Многие еще помнят, что Аверинцев определял и, главное, практиковал гуманитарно-филологическую деятельность в противостоянии взгляду издали (как сказано в цитировавшейся уже энциклопедической статье о филологии). Такой схематизирующий, закругляющий, редуцирующий предмет взгляд не только не видит издали, он, что называется, “в упор не видит”. Филология, поскольку опирается на конкретный исторический опыт, удержанный в тексте, – противостоит теории в некотором существенном смысле. С. С. в статье “Похвала филологии” (1969) так поясняет этот смысл: Слово и текст должны быть для настоящей филологии существенней, чем самая блестящая “концепция”. И там же, комментируя свой интерес к Плутарху, которому он посвятил первое большое исследование: Меня привлекала перспектива окунуться не в “концепции”, а в тексты, вслушиваться в голос одного и того же писателя, когда он рассуждает и рассказывает, восхищается и негодует, ведет речь о подвигах героев или об ошибках, которые может совершить женщина при стирке белья (есть у него и такое!).

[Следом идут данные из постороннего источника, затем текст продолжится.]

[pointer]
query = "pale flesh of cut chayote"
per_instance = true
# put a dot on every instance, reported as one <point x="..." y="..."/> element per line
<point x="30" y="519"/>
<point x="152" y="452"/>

Не концепции, но тексты и голоса: в этом своем качестве филология – вопреки интеллигентски-позитивистскому предрассудку, распространенному в России и на Западе, – обнаруживает как бы неожиданную близость, между прочим, и к философии. Ведь философия уже в позапрошлом столетии (после Гегеля) чем дальше, тем больше становилась тем, чем она на свой лад уже была в своем греческом (по крайней мере, в своем сократовском) начале, – “исследованием”. Так было в особенности в поворотные, переворотные, предрасполагающие будущее моменты “слома парадигмы” в философии, в науках исторического опыта и в историческом опыте самом. Вспомним в этой связи содружество двух Фридрихов – Шлегеля и Шлейермахера на исходе эстетической, политической, духовно-исторической послекантовской революции 1790-х годов (пик германского “второго ренессанса”, по терминологии Ф. Ф. Зелинского). Или то, что Гадамер, создатель современной герменевтики гуманитарного познания, в 1920-е годы, уже получив философское образование и работая над второй диссертацией под руководством найденного им самим учителя – Хайдеггера, – сдал государственный экзамен по классической филологии для того, чтобы научно скорректировать, но и научно оправдать и развить эйнштейновский прорыв в мышлении, осуществленный его учителем не в естественнонаучном, но в духовно-научном (гуманитарном) познании с опорой на – и в отталкивании от – “греков”.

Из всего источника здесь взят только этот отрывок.